Environmental History Lab Launches Seminar Series on Historical Societal Resilience

September 24, 2020

The Climate Change and History Research Initiative, in partnership with the Environmental History Lab of the Program in Medieval Studies, and with the support of the Humanities Council, launches a new series of six online seminars entitled “Past Answers to Current Concerns: Approaches to Understanding Historical Societal Resilience.”

How did environmental and climatic changes, whether sudden high impact events or more subtle gradual changes, impact human responses in the past? How did societal perceptions of such changes affect behavioral patterns and explanatory rationalities in premodernity? And can a better historical understanding of these relationships inform our response to contemporary problems of similar nature and magnitude, such as adapting to climate change? The Climate Change and History Research Initiative (CCHRI) has been working on this initiative for four years now, and we have made considerable progress in developing strategies to enable palaeoscientists, archaeologists, and historians to talk to one another and resolve issues of scale. One of our main foci has been to think about the ways in which socio-environmental asymmetries with different degrees of socio-political complexity and population density precondition the potentials for inherent resilience under environmental stress. By analyzing historical societies as complex adaptive systems, we also contribute to contemporary thinking about societal-environmental interactions in policy and planning.

To expand our analytical tool-kit we are pursuing the application of Collaborative Conceptual Modeling (CCM) in combination with ‘qualitative scenario storylines’ (QSS), a technique used to translate quantitative modeling into real-world scenarios. We want to apply both these approaches to the adaptation of historical data about past societal responses and resilience to contemporary and future planning, and to achieve this we engage specialists from the fields of history and archaeology, as well as the field of risk assessment and future planning.

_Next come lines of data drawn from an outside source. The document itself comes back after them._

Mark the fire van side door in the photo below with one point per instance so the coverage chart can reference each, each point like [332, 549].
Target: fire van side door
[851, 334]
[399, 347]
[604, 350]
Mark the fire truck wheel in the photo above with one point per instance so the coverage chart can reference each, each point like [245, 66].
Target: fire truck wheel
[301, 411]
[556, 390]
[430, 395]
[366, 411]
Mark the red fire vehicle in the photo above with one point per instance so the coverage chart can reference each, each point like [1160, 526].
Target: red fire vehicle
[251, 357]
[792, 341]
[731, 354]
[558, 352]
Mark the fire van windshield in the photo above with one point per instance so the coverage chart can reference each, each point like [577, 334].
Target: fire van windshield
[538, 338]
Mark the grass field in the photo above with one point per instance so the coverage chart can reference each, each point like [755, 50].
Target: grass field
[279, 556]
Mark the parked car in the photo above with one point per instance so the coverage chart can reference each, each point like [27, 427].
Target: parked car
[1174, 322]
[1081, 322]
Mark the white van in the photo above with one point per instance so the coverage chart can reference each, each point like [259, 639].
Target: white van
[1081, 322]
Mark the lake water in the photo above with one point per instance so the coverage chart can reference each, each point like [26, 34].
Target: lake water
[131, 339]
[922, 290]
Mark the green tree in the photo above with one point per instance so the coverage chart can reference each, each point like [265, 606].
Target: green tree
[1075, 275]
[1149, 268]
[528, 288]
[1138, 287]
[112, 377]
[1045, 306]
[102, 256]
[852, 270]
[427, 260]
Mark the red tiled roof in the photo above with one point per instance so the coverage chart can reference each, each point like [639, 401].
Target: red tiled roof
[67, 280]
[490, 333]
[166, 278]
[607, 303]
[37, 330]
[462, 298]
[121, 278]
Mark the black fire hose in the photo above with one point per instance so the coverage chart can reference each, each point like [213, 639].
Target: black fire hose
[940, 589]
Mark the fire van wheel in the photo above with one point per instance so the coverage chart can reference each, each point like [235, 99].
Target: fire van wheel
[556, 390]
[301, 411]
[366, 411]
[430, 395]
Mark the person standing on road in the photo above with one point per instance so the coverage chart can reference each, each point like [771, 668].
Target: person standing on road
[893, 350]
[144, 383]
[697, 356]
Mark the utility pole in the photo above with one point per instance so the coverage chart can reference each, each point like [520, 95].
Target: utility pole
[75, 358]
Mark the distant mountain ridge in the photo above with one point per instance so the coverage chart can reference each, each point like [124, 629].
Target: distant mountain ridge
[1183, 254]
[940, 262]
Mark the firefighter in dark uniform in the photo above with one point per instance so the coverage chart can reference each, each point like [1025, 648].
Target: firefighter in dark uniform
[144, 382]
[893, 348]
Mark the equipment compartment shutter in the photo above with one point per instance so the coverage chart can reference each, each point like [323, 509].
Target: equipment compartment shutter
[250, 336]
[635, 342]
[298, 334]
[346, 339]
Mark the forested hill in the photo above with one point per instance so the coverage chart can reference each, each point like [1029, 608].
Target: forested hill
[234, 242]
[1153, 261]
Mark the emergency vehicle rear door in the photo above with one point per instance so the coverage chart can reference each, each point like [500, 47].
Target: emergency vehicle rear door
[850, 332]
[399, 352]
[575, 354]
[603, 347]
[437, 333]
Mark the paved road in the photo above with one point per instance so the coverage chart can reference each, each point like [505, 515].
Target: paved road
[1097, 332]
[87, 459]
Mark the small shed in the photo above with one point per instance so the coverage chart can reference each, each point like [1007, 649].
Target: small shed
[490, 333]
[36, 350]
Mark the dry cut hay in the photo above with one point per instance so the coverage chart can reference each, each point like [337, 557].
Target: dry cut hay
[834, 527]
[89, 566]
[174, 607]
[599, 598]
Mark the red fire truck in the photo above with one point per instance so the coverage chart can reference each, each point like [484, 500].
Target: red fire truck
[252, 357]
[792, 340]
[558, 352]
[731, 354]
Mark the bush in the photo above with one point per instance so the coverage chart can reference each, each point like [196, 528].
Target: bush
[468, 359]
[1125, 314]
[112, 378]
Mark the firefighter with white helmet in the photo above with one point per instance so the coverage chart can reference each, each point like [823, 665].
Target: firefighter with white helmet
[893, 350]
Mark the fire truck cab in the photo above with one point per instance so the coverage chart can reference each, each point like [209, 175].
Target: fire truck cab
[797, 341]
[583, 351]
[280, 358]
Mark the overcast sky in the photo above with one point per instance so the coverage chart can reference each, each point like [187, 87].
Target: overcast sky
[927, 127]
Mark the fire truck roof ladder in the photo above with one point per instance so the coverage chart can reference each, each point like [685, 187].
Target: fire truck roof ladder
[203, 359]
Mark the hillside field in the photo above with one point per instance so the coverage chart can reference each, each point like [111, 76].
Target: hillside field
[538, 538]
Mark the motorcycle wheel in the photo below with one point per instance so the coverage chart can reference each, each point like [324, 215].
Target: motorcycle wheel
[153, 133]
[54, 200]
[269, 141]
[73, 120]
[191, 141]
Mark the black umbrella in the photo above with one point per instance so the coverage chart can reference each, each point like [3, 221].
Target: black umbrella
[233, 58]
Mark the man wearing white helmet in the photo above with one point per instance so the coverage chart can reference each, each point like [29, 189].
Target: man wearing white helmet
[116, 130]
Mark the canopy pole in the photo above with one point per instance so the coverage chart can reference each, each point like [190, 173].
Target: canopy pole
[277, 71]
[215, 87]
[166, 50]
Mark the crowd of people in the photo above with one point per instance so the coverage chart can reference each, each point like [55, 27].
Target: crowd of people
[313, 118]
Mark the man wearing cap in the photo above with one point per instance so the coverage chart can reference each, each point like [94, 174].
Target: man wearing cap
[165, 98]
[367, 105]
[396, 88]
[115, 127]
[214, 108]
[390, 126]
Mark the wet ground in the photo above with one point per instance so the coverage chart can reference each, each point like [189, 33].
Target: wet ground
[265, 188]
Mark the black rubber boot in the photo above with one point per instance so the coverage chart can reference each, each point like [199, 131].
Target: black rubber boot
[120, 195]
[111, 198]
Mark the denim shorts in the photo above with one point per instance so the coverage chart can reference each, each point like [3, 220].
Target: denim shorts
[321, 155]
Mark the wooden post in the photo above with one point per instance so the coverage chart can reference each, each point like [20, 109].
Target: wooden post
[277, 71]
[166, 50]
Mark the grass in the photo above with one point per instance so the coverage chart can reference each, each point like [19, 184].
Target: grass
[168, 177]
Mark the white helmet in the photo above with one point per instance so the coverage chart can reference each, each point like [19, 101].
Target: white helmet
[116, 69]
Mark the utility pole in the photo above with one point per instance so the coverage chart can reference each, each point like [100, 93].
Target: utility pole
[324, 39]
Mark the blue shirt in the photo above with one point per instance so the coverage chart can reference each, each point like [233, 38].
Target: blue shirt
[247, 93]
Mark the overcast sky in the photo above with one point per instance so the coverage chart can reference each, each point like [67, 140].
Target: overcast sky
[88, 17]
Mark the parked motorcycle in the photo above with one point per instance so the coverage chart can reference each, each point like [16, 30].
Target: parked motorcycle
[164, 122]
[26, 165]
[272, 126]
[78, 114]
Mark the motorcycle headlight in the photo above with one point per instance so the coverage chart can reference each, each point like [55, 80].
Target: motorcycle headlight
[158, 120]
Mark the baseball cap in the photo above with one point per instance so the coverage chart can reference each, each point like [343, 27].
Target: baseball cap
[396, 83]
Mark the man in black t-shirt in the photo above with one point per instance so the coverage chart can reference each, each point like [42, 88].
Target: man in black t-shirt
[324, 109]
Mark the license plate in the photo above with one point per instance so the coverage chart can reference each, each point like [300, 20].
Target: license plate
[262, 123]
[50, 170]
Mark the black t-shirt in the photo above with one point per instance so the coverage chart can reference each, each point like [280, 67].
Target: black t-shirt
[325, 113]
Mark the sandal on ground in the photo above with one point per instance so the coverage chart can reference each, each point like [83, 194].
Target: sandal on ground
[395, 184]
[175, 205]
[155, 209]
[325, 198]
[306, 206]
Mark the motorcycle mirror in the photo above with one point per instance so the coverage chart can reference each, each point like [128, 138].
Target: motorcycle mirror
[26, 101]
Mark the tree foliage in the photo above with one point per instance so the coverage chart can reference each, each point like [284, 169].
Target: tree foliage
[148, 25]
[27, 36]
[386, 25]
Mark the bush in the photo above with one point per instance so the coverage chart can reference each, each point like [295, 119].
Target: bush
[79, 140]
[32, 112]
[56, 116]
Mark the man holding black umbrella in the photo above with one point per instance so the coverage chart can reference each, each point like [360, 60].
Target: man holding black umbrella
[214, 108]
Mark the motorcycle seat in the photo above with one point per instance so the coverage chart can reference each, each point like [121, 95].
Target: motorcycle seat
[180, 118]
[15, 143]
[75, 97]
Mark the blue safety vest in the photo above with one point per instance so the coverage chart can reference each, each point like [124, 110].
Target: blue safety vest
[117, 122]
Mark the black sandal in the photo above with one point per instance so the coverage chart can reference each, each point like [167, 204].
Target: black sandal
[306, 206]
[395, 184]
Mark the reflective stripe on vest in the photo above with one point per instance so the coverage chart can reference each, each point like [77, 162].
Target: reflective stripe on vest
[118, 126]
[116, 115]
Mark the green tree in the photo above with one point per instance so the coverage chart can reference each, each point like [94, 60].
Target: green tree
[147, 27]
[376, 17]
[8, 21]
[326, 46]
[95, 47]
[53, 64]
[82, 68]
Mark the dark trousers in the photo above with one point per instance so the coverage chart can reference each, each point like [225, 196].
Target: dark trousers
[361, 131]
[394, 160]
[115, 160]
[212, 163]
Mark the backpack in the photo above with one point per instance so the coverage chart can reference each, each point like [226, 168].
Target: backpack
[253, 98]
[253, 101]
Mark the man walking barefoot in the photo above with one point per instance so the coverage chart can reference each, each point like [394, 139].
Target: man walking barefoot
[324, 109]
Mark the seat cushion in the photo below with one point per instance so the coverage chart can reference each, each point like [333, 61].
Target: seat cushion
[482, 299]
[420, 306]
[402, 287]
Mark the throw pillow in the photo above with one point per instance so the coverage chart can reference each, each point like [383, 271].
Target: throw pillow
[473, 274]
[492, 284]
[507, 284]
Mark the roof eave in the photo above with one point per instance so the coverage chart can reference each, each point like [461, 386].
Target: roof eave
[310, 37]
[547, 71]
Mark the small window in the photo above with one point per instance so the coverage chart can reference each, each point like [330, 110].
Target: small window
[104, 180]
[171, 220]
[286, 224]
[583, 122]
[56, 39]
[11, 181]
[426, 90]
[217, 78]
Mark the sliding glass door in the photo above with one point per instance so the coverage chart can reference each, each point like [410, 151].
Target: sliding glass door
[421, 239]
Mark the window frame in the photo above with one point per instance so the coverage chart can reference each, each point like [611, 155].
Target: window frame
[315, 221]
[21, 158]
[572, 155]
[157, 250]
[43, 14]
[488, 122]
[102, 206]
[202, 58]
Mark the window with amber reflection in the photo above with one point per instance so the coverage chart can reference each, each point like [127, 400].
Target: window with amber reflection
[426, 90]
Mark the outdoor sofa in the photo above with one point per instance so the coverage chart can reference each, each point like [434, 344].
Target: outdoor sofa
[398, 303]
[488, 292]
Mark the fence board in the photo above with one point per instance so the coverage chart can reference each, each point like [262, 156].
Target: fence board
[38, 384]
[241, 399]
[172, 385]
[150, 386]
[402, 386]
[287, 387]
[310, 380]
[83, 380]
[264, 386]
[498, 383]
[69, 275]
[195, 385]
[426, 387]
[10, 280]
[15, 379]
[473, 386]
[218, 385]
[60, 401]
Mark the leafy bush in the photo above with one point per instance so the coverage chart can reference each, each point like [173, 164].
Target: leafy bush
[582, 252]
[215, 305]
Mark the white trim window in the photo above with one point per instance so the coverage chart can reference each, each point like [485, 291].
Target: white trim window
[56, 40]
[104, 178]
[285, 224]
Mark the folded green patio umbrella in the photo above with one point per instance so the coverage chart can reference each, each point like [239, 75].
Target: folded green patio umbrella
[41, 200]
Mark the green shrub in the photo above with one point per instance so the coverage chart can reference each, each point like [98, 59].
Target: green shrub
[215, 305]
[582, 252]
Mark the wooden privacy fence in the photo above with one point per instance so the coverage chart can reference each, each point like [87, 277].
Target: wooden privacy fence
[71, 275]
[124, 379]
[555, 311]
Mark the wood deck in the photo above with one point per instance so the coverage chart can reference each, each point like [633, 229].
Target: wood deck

The presentations are open to the public. Each set of papers will be followed by a Q & A session of 30 minutes, after which the public section will close and a specialist project team discussion will follow. Please see the list of seminars below. Registration and Zoom information for each seminar is listed below.


Tuesday, October 6, 13:30
Seminar 1: Lessons from the past? Terms of the debate and some examples

Hugh Elton (Ancient Greek & Roman Studies, Trent University), John Haldon (History, Princeton) and Adam Izdebski (Max-Planck-Institute for the Science of Human History, Jena)
General introduction and a case study: How does an empire reconfigure itself? Rome and Byzantium, 5th – 8th centuries CE

Lee Mordechai (Hebrew U Jerusalem) and Merle Eisenberg (National Center for Socioenvironmental Synthesis, Annapolis)
How do pandemics affect early medieval societies?

Tim Newfield (History & Biology, Georgetown U) and Dr. Annelise Binois (University of Copenhagen)
The societal impacts of livestock plagues

Open discussion
Register here for Seminar 1


Tuesday, October 13, 13:30
Seminar 2: Risk Management and Historical Theory

Luke Kemp (Centre for the Study of Existential Risk, U Cambridge)
Participatory Pasts and Fuzzy Futures: Tools to View History as a System

Steven Hartman (University of Iceland)
UNESCO’s Principles for Sustainability Science as Guidelines for Formulating Qualitative Scenario Storylines (QSS) and Collaborative Conceptual Modeling (CCM)

Open discussion
Register here for Seminar 2


Tuesday, October 20, 13:30
Seminar 3: Managing Risks: Some Farmers’ Perspectives

Benjamin Trump (US Army Corps of Engineering R & D Center)
Using History to Understand Current Challenges with Resilience and Systemic Risk

Edda Fields-Black (Dept of History, Carnegie Mellon University), Travis Folk (Folk Land management, Inc.) and Daniel Hanks (Clemson University, Department of Forestry and Environmental Conservation)
Queen Rice: modeling human and natural systems of historic rice fields in the Gullah Geechee corridor in the face of climate change and sea level rise

Open discussion
Register here for Seminar 3



Tuesday, October 27, 13:30
Seminar 4: Failing Strategies 1

Tom McGovern (Hunter College CUNY)
Success and Failure in the Norse N. Atlantic: Origins, Pathway Divergence, Extinction and Survival

Eric Cline (Dept. of History, George Washington University)
After 1177 BCE: Resilience, Resistance, and the Relevance of the Rebirth of Civilizations for Today’s World

Open discussion
Register here for Seminar 4


Tuesday, November 3, 13:30
Seminar 5: Failing Strategies 2

Emmanuel Kreike (History Dept., Princeton)
Tsunamis, El Nino, and War on Aceh, Sumatra

Thayer Patterson & Miguel Centeno (Princeton Institute for International and Regional Studies)
Are all unhappy systems alike? Finding Patterns in Historical Collapses

Open discussion
Register here for Seminar 5


Tuesday, November 10, 13:30
Seminar 6

General team discussion focused around key themes (to be agreed and circulated to speakers, chairs etc.) – what have we learned and where do we go from here?